Vancouver Island is the product of hundreds of millions of years of shifting tectonic and volcanic processes. The Island was created through uplifting, faulting and lava deposits near the Equator approximately 380 million years ago. Much later, millions of tons of shell and marine life were deposited and layered to create limestone and coastal landforms. More recently, receding glaciers 12,000 years ago scraped and scoured the island and mainland creating landforms and mountain shapes you can see today.

The First Nations in North America and South America are believed to have come from a common Asian ancestor that used a land bridge exposed by the receding Cordilleran glacier 8,000 years ago. This land bridge is called Beringia, that would have provided access from modern day Siberia to Alaska. The Kelp Theory is now a widely accepted hypothesis as to why these brave people travelled to the Western World.
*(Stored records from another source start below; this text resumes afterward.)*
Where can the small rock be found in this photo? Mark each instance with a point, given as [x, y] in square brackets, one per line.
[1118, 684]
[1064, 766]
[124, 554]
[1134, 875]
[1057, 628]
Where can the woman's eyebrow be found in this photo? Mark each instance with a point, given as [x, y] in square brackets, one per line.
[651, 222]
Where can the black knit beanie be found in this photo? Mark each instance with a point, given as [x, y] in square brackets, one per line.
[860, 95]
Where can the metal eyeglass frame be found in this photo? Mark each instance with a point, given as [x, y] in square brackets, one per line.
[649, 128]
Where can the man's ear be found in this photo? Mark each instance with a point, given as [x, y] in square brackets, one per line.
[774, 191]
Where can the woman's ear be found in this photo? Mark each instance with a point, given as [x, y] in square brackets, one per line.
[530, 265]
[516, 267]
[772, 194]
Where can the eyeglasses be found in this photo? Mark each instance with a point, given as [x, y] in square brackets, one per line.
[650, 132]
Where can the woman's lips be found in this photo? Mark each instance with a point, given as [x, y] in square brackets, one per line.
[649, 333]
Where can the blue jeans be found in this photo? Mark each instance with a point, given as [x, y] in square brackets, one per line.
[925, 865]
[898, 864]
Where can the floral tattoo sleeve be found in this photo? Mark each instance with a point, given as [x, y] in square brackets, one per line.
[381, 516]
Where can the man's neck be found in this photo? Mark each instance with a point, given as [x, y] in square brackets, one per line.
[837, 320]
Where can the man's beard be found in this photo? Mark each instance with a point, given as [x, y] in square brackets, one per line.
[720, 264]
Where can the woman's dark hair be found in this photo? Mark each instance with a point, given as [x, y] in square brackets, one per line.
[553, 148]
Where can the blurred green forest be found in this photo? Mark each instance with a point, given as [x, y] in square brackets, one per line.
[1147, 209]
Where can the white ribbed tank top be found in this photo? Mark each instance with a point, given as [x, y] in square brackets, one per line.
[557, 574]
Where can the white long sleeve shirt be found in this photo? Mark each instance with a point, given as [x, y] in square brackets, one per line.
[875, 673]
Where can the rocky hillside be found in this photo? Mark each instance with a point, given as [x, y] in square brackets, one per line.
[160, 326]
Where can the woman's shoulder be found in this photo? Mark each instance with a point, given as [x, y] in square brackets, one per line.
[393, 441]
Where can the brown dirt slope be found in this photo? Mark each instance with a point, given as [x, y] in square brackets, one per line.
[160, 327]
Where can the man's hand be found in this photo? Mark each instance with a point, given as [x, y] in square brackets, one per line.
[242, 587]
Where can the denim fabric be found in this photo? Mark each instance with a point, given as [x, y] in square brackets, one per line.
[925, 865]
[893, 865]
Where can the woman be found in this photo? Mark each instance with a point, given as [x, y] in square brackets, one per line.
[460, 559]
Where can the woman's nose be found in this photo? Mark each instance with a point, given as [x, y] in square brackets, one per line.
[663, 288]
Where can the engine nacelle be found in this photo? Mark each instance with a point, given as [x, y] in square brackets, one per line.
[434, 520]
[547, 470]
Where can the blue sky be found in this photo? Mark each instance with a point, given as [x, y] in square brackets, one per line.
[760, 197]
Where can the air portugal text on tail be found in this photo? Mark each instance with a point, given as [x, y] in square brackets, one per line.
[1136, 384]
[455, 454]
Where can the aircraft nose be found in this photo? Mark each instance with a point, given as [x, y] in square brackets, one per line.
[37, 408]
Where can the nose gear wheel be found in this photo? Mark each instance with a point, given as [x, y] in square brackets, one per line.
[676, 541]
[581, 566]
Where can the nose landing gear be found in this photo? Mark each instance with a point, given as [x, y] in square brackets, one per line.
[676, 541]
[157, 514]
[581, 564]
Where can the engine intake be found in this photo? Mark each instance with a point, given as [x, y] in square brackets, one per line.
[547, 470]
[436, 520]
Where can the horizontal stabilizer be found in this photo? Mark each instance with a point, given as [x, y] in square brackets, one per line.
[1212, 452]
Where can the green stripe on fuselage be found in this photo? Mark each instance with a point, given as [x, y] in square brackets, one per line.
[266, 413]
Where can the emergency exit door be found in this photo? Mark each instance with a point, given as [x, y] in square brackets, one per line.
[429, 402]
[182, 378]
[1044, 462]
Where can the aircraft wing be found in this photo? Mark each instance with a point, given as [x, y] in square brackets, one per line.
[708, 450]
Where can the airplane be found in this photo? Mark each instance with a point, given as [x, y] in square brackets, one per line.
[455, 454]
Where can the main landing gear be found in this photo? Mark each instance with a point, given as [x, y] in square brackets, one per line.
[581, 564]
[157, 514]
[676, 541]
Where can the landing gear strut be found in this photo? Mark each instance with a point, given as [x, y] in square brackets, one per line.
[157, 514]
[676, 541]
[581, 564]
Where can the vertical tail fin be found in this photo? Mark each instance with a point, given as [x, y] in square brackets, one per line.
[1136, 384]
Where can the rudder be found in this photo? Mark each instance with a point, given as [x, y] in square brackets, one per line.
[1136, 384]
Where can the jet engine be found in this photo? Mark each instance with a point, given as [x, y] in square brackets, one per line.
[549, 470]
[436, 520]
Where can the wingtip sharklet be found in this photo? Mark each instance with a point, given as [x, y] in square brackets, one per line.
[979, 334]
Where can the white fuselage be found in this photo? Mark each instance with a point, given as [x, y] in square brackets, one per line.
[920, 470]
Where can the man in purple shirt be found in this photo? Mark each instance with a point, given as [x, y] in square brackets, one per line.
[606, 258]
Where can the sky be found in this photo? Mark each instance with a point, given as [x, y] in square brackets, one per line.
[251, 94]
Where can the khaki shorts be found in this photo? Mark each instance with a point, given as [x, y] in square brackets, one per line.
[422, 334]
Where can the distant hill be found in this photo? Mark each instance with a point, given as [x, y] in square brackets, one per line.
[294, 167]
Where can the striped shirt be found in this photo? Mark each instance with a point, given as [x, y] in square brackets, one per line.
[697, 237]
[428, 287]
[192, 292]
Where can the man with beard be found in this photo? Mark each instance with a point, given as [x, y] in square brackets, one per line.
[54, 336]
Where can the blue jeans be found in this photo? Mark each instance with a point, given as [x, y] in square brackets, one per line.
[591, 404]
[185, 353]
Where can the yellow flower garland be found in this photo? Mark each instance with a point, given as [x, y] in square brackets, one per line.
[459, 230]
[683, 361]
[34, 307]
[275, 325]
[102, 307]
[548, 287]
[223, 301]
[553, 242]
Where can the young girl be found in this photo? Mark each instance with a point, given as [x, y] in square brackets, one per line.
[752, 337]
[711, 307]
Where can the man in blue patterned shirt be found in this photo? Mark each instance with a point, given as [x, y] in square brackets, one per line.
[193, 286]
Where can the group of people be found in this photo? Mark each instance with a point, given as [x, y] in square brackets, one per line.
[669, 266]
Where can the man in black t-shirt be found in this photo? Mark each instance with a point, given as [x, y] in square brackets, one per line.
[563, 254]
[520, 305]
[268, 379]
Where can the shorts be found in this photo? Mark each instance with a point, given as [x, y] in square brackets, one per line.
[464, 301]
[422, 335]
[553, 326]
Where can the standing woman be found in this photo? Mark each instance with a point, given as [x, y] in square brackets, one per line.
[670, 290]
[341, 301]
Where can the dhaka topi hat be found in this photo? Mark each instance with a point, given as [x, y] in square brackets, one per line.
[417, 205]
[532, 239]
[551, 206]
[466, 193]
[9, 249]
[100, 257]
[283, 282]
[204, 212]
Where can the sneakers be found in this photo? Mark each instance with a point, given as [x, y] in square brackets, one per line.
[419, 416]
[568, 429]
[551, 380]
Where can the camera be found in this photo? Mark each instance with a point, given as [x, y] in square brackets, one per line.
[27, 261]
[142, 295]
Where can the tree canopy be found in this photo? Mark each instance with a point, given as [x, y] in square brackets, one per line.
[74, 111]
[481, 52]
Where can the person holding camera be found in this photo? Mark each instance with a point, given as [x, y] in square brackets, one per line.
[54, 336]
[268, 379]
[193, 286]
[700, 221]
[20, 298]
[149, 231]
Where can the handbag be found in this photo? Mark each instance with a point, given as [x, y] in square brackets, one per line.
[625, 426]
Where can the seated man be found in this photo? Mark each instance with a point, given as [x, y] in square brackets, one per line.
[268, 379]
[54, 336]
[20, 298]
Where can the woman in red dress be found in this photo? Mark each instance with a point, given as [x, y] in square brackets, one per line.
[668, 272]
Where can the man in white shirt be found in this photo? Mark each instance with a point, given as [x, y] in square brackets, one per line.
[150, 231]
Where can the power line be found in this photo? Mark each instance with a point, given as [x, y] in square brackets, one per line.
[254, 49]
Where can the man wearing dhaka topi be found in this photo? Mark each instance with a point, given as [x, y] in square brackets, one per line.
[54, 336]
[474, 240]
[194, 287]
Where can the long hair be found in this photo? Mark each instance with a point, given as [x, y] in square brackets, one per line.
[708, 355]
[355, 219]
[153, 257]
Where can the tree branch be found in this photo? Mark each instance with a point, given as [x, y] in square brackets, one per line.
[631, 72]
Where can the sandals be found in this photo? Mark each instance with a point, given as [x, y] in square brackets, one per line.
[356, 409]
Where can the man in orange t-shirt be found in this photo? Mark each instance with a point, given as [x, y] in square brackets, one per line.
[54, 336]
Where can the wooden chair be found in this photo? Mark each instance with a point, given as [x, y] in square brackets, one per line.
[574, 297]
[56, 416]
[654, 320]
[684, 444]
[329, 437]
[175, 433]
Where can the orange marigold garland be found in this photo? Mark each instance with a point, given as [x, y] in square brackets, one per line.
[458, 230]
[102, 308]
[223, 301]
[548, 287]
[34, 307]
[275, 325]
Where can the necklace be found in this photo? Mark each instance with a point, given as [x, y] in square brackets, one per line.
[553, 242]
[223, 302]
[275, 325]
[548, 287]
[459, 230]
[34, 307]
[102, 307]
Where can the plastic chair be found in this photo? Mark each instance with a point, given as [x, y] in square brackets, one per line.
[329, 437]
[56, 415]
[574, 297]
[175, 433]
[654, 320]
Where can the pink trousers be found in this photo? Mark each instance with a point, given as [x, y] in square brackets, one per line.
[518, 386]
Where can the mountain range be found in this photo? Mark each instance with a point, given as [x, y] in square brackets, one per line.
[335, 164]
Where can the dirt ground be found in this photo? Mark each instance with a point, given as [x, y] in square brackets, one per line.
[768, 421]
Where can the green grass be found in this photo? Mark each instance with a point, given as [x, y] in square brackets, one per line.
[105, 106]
Kelp forests and other marine plants provide a healthy foundation for an abundance of marine life, which would be appealing to primitive explorers.

Newly exposed land, sheltered bays and inlets allowed these First Nations on the North Island to evolve an entirely new way of life; it would have offered hunter-gatherers limitless resources to thrive. The forests provided wood to build shelters, create artwork and traditional canoes which allowed these people to become the first masters of nautical navigation on these waters.

“The ancestors of the Gwa’sala came to Earth from above. One of them came down as a brilliant event wearing the sun mask, and, taking it off became a man, Tlagalixala. Another of the ancestors landed as a whale. He came from the North end of the world and, building a house, established one of the groups of the tribe.” – Adapted from Boas and Hunt, Kwakiutl Tales, 1908.